Member of the Telangana Legislative Council
- Incumbent
- Assumed office 30 March 2025
- Preceded by: T. Jeevan Reddy
- Constituency: Karimnagar-Medak-Nizamabad, Telangana -Adilabad (Graduates Constituency)

Personal details
- Born: 18 June 1966 (age 60) Ramachandrapuram (BHEL Township), Sangareddy district, Telangana, India
- Party: Bharatiya Janata Party
- Spouse: Godhavari
- Children: 2
- Education: Osmania University
- Occupation: Politician Businessman

= C. Anji Reddy =

Indian politician, academic

Chinnamile Anji Reddy is an Indian politician from Telangana. He was elected as a member in the Telangana Legislative Council election from Medak-Nizamabad-Adilabad-Karimnagar Graduate's constituency on 3 March 2025.

== Political career ==
Anji Reddy started his journey with Rashtriya Swayamsevak Sangh (RSS) and later joined Bharatiya Janata Party and aspired Patancheru Assembly constituency ticket in 2014 elections but BJP didn't given ticket to him and he contested as Independent candidate and lost the election. He joined in Indian National Congress in presence of Rahul Gandhi on 25 April 2018 and he later joined Bharatiya Janata Party ahead of GHMC Polls in the presence of BJP Telangana state president Bandi Sanjay Kumar.

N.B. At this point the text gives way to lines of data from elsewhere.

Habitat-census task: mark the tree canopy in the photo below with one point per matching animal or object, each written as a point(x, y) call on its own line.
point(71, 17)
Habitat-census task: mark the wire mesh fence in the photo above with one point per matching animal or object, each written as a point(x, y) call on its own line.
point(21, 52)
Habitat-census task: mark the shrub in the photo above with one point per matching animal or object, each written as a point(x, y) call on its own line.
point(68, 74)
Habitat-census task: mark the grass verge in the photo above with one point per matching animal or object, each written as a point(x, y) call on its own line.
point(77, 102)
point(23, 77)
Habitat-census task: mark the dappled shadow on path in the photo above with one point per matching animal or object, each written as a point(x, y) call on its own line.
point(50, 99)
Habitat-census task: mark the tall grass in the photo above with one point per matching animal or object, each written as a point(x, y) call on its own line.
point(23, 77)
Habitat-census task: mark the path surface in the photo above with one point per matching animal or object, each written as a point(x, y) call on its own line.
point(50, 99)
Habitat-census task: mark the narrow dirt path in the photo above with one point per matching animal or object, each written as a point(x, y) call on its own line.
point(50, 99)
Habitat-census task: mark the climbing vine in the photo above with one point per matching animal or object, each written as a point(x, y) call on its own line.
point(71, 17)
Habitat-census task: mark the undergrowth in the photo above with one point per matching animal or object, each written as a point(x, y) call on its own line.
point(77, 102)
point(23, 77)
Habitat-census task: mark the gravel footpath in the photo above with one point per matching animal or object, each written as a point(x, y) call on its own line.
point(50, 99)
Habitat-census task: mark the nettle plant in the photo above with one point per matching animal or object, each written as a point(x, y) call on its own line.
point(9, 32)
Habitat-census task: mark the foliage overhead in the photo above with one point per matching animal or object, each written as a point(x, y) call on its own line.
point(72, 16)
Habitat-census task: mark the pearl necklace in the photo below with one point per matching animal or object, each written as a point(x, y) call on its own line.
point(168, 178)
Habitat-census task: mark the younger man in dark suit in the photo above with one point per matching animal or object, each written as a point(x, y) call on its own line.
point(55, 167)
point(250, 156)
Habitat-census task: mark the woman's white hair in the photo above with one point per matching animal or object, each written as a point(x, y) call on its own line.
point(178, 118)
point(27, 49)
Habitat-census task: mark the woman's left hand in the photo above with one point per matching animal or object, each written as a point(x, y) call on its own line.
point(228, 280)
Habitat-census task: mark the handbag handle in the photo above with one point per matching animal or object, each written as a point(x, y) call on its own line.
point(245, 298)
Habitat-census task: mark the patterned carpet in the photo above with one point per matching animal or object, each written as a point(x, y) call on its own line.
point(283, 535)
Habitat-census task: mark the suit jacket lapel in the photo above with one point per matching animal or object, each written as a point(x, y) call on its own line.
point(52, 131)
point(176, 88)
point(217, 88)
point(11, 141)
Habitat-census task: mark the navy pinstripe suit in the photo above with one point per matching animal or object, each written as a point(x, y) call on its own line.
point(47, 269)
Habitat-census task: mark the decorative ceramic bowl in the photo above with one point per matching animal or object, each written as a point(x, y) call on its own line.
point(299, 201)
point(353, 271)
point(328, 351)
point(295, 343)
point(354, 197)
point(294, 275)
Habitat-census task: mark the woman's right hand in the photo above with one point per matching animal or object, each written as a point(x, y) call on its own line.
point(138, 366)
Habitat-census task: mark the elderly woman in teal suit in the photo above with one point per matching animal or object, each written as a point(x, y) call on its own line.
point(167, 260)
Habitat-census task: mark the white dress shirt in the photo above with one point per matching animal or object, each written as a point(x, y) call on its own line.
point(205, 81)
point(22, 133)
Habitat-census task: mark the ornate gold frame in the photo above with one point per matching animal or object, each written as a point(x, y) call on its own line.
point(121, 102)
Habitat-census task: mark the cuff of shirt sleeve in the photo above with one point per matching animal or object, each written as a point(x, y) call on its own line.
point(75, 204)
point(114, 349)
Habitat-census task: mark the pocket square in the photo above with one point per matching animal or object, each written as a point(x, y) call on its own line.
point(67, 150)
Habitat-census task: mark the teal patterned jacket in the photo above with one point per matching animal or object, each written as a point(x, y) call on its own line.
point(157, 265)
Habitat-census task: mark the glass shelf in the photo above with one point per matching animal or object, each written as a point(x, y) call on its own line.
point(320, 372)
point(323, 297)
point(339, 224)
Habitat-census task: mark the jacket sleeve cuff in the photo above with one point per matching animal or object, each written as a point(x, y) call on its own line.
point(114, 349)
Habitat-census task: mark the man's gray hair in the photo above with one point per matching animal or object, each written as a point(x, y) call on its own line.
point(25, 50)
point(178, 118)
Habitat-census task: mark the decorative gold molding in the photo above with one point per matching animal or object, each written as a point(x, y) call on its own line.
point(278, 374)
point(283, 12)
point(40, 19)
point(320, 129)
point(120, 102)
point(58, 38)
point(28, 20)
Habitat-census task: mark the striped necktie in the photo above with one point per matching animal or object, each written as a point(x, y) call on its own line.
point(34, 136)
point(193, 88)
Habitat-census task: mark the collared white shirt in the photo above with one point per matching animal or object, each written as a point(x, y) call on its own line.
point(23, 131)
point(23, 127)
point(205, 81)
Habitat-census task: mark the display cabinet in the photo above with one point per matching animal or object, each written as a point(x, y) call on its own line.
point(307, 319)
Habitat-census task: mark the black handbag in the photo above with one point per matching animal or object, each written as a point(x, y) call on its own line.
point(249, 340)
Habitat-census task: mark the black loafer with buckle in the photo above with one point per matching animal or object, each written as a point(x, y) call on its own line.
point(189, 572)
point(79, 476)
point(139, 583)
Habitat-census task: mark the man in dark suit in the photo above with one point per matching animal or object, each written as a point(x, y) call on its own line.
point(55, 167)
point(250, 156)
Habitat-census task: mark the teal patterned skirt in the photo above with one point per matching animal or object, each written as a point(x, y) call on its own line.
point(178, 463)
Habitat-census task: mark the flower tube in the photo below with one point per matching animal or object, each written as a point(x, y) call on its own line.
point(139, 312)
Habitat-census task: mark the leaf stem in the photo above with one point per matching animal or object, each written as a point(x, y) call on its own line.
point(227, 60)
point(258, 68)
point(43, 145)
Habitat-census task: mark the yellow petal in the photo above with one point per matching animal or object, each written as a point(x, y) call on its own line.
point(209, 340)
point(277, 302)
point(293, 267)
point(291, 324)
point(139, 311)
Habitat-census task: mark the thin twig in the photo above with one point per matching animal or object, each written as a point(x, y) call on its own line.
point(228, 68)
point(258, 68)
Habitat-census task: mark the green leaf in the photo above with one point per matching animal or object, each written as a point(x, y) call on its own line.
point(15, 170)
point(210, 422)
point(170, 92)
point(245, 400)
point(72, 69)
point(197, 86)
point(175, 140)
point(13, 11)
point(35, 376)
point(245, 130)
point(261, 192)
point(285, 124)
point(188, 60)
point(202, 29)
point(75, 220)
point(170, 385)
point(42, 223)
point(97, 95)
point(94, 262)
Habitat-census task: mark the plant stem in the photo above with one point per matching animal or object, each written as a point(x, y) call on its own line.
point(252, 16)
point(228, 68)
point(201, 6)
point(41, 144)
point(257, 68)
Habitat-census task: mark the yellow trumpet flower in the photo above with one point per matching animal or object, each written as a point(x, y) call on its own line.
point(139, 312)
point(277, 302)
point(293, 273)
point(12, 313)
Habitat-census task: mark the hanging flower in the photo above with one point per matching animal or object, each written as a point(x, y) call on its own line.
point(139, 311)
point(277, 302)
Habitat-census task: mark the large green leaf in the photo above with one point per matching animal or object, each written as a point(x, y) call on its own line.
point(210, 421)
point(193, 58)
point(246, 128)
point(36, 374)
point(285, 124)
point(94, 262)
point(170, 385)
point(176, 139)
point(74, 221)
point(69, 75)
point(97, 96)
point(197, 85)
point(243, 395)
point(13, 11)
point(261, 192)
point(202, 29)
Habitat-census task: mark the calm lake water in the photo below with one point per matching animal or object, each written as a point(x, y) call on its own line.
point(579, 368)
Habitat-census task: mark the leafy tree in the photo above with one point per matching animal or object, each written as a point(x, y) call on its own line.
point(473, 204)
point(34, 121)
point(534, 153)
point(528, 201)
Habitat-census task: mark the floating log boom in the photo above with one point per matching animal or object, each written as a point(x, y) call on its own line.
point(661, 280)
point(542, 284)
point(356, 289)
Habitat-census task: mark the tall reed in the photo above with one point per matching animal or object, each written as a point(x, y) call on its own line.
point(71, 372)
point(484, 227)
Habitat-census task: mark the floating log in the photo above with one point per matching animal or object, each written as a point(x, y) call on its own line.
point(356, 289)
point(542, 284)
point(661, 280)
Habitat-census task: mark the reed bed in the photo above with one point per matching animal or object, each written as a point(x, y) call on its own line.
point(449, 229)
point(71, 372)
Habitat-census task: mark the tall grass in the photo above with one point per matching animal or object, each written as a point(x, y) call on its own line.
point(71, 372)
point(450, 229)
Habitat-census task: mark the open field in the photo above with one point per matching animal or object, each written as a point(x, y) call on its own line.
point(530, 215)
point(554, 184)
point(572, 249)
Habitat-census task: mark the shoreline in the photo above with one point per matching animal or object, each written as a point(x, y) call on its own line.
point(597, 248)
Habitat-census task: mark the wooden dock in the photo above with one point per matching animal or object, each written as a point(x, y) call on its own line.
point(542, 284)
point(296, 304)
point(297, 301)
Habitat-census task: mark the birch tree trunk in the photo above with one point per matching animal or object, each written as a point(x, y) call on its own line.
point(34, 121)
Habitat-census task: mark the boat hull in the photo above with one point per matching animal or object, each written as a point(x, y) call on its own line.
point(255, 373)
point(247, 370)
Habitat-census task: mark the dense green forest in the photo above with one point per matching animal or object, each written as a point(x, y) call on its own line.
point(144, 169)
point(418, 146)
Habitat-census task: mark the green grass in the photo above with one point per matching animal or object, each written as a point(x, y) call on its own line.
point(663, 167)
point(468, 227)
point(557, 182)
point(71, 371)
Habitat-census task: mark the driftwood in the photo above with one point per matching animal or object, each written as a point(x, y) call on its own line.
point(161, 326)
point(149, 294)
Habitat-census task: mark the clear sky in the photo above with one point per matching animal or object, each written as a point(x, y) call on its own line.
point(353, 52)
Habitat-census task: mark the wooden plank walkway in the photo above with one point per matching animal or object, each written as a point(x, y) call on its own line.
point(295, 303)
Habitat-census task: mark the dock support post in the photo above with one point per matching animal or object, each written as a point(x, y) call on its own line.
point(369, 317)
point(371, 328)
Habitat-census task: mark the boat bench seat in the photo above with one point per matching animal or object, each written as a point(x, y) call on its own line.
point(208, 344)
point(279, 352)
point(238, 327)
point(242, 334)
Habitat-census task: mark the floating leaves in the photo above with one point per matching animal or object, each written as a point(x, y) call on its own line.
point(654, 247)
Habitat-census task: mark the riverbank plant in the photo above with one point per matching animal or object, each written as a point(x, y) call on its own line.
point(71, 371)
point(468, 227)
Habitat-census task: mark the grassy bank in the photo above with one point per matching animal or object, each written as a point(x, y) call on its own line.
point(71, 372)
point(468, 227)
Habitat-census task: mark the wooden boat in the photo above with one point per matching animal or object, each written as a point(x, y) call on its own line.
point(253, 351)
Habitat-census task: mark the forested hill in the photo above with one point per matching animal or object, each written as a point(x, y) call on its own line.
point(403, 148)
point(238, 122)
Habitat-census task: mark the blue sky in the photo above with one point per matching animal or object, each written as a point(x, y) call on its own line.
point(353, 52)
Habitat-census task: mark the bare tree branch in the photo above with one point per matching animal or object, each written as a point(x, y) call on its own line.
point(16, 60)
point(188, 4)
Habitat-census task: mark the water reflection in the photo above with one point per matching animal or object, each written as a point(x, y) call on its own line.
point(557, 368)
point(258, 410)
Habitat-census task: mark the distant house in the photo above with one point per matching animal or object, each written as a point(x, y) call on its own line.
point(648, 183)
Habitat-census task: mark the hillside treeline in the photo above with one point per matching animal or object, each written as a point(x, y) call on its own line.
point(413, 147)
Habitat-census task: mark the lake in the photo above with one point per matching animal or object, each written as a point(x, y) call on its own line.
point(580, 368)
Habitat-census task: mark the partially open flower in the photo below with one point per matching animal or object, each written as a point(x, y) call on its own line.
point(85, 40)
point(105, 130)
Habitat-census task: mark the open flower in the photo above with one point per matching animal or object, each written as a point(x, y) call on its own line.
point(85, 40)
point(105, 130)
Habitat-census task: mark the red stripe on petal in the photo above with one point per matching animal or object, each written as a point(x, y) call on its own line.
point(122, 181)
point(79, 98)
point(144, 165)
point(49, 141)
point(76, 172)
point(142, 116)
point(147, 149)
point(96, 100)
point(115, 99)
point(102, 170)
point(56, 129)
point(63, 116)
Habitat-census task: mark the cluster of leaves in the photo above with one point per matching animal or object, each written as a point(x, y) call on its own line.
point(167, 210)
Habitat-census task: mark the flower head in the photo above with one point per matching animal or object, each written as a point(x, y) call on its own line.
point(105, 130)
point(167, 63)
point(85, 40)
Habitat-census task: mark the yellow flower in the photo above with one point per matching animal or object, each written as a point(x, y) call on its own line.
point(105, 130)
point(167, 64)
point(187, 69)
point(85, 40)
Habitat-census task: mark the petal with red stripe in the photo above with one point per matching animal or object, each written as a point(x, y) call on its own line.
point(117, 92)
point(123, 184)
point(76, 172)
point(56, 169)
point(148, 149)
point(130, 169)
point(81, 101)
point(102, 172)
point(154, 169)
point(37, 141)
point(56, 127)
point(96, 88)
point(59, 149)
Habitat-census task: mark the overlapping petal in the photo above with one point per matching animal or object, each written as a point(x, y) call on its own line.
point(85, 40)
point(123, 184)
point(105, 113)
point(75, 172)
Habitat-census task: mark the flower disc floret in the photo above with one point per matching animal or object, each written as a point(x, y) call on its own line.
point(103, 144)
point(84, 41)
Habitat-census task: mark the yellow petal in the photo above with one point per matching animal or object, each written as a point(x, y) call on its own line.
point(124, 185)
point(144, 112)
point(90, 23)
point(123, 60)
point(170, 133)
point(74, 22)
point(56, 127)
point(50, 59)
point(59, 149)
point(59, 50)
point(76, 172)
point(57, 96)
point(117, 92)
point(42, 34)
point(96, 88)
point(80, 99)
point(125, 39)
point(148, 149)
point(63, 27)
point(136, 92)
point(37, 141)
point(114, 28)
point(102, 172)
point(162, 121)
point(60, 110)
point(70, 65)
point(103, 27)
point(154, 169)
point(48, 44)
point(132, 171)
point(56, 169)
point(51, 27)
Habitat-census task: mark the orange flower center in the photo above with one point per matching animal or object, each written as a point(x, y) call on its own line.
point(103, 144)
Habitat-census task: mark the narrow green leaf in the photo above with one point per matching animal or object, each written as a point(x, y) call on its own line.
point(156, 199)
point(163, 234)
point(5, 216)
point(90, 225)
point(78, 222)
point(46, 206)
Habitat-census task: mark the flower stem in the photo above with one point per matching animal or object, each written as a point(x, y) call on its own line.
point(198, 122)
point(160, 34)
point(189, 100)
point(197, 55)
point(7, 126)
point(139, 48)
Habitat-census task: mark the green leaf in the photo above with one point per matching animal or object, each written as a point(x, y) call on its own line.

Anji Reddy was named as BJP's candidate for Medak-Nizamabad, Telangana Adilabad-Karimnagar Graduates' constituency on 11 January 2025 and he submitted his nomination papers on 8 February 2025. Elections were held on February 27 and the votes were counted on 5 March 2025 a total 2,52,100 votes cast, in which 2,24,000 were consider valid and Over 28,000 votes were declared invalid. Anji Reddy secured 78,635 votes, congress's Narender Reddy with 73,644 votes followed by BSP's Prasanna Harikrishna with 63,404 votes who stood third as no candidates secured the stipulated 50%+1 of the valid votes in the first preference vote count, EC went for second preference vote count in which Anji Reddy secured 98,637 votes, congress's Narender Reddy with 93,531 votes and CEO declared BJP candidate Anji Reddy won with a majority of 5,106 votes.